Die kurze, sieben, acht Sekunden lange Videosequenz einer Ortsdurchfahrt zeigt mithilfe einer derartigen Analyse sofort auf, wo welche Gefahren lauern. Schon bei der ersten Kreuzung: Der Fahrer schaut nach links und sieht - die A-Säule seines Autos und sonst nichts. An der Strebe zum Autodach bläht sich ein Kreis auf, eine "Time-Bubble", die anzeigt, dass jener Punkt schon lange fixiert wird. Käme hier von links ein Motorradfahrer, würde es unweigerlich krachen. Dann zeigen die "Blickblasen", dass die Augen des Fahrers gegenüber an einer hellen Hauswand hängen bleiben, an einem Blumenkasten, einem Schild - während er sein Fahrzeug nach links in die Straße lenkt.

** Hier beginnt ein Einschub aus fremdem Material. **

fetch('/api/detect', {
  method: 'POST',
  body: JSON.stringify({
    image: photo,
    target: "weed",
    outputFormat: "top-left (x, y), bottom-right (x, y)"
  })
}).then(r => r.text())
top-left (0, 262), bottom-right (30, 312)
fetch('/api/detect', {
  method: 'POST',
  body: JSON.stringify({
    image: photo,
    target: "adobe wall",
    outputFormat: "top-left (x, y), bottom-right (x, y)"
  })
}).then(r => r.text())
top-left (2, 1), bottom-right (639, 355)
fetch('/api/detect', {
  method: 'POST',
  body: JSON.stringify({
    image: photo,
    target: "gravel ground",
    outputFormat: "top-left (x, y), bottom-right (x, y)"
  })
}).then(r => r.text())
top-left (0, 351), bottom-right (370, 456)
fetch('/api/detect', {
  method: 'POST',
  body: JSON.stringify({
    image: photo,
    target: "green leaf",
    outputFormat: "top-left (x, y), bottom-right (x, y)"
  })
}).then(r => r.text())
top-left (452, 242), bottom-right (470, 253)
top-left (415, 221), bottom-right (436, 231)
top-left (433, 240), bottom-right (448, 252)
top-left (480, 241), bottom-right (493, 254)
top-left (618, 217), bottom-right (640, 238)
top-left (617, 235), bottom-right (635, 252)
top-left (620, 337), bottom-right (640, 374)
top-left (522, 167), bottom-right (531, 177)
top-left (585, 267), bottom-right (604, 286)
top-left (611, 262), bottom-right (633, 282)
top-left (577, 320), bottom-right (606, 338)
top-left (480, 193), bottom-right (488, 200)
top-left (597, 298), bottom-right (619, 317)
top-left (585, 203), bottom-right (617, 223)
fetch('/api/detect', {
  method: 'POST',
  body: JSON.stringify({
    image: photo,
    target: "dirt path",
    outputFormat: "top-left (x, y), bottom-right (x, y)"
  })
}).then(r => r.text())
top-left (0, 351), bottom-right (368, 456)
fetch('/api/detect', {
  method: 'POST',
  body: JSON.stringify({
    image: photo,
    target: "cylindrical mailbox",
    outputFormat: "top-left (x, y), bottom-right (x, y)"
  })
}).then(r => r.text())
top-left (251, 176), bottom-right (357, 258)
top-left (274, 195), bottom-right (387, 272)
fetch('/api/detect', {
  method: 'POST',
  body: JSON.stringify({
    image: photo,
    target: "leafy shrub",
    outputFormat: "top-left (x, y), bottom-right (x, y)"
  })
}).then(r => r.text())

Dass im Schatten ein Passant die Straße betritt, wird erst relativ spät erfasst. Es folgt eine lange Blickbindung - der Fahrer schaut auf die Füße des Passanten, erkennt so, dass dieser nur zu seinem parkenden Auto marschiert. Der Blick ist wieder frei - und bleibt vorne rechts an einem Transporter hängen, der den freien Blick in die nächste Kurve verstellt.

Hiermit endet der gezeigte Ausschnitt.